Evolution Optiks Limited is doing just that and has developed a Vision Corrected Display (VCD) that adjusts instantaneously to the eyesight of any driver. The individual eye prescription is automatically transferred via Bluetooth from the driver’s smartphone to the vehicle. High-speed eye-tracking cameras capture the movement and rotation of the head to adjust the correction in real-time, while light rays are then projected precisely to form a sharp image exactly on the retina. The solution is based on a proprietary, dynamic light field technology and has been in development over the last eight years.

To establish the use case, Evolution Optiks Limited has conducted a study in collaboration with the Technical University of Munich, Germany. A survey of 498 respondents, divided by age, eye condition, and vehicle owned, showed that 68% over the age of 50 felt at least mildly restricted by presbyopia while driving and 57% experienced difficulties reading the speedometer. 68% of all participants rated the perceived utility of the VCD as very high or high.

Senior innovation managers at several high-end car manufacturers interviewed in the context of the study, who had seen the proof of concept of the VCD, found the technology very promising. They felt that it would add value, particularly in terms of safety and improving the driving experience, and customers would be willing to pay for it. While they acknowledged the VCD’s positive impact on road safety, they would like to see a more broad-based study on the topic, including tests in a controlled environment, a view shared by the director of research of a British road safety organization who was interviewed as well.
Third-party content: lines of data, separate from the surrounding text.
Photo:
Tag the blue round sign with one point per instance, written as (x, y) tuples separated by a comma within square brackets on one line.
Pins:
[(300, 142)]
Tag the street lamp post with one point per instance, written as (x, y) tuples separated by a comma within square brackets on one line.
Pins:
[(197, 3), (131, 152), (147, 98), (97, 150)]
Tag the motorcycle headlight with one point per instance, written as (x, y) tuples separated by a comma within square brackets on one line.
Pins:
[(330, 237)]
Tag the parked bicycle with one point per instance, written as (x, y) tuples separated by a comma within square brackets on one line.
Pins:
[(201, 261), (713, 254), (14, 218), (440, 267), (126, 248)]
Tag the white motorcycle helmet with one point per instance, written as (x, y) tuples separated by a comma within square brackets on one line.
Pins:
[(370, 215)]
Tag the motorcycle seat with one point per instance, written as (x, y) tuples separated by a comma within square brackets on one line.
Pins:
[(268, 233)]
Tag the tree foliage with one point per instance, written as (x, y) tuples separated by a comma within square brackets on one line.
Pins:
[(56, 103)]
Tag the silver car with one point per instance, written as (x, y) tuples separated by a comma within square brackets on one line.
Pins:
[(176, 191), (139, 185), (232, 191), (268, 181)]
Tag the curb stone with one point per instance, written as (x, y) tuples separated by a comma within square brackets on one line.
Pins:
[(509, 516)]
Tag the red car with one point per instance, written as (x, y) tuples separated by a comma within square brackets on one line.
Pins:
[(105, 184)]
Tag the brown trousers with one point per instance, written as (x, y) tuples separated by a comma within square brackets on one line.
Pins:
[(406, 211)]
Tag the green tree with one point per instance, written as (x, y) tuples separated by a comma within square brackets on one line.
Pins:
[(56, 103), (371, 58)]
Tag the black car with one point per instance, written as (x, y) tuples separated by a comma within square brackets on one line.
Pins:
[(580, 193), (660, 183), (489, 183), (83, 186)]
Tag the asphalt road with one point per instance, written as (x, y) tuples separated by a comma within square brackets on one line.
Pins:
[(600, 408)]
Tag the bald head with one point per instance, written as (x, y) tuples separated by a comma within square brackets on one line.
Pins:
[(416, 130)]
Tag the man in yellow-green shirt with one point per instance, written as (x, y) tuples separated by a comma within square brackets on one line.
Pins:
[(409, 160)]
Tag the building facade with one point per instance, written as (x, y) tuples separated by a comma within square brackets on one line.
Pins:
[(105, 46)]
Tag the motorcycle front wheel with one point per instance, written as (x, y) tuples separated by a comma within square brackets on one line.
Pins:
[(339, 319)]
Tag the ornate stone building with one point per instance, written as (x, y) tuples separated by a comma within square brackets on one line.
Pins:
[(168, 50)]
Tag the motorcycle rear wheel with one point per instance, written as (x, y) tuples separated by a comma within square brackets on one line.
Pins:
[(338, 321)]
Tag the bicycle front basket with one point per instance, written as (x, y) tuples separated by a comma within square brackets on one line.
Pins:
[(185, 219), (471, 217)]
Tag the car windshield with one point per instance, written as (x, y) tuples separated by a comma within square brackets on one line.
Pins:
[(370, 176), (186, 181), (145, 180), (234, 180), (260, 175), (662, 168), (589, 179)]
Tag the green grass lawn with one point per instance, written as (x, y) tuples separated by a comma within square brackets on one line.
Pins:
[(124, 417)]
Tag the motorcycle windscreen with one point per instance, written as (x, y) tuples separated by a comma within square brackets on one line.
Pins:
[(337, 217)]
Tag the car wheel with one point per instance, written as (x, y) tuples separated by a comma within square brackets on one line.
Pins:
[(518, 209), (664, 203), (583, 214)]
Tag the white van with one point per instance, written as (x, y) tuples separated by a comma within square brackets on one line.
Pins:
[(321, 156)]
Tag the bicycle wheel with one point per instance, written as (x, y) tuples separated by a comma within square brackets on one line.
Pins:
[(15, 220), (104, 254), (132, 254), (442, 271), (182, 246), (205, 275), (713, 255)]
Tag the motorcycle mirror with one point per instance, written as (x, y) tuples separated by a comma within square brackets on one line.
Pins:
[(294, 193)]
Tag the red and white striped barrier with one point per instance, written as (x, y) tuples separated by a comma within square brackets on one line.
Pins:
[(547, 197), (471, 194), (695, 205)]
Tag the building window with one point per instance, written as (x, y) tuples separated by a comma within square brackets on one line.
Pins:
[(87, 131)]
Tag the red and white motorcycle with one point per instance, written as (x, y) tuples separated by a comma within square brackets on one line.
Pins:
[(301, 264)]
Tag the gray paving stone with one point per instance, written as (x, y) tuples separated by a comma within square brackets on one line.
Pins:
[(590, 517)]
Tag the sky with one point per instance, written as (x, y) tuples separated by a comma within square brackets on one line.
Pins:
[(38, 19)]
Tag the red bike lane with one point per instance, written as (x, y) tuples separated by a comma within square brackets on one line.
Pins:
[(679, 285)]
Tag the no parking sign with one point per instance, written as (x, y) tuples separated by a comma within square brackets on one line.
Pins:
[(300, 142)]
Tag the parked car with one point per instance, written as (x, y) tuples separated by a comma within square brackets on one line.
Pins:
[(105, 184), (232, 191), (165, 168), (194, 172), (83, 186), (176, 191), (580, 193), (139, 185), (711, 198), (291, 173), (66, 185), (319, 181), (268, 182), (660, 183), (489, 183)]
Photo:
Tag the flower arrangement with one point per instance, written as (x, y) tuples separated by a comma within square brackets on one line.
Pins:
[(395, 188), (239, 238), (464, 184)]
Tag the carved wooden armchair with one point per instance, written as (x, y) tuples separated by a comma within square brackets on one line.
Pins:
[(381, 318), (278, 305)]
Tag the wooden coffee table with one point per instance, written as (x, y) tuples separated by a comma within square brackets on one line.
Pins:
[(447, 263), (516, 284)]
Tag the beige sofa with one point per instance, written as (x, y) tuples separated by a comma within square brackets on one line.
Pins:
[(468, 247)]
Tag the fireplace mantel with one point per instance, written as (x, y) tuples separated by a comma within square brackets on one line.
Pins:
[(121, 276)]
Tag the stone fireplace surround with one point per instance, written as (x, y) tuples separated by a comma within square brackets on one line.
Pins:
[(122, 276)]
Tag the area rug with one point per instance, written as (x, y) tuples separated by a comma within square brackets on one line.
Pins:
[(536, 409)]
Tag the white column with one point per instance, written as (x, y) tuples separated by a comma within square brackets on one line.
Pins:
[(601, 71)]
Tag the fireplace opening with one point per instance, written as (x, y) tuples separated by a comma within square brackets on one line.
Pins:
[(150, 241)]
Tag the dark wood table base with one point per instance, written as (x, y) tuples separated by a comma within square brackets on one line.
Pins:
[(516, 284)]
Test Vehicle Anticipated Later This Year

To raise the awareness of the correlation between presbyopia and road safety and to advance the technology toward manufacturing, Evolution Optiks Limited is looking to equip a vehicle with the VCD and make it available for test drives in Germany. While validating the solution, they are also deepening the dialogue with automotive suppliers and manufacturers and working to make the technology easy to implement and cost-efficient.

Initially, the VCD will be available as a safety/technology option in select car models, and eventually, it is anticipated to become standard or even mandatory, just as seatbelts did in the 1970s and 1980s. Safety is one of the most important aspects of driving today and buyers are increasingly selective towards brands and models which excel in this regard. According to the CDC, each year 1.35 million people are killed on roadways around the world. Crash injuries are estimated to be the eighth leading cause of death globally. It is estimated that fatal and non-fatal crash injuries will cost the world economy approximately 1.8 trillion dollars from 2015 – 2030.

Evolution Optiks Limited is proud to apply its light field technology toward automotive safety while also offering drivers a more enjoyable driving experience.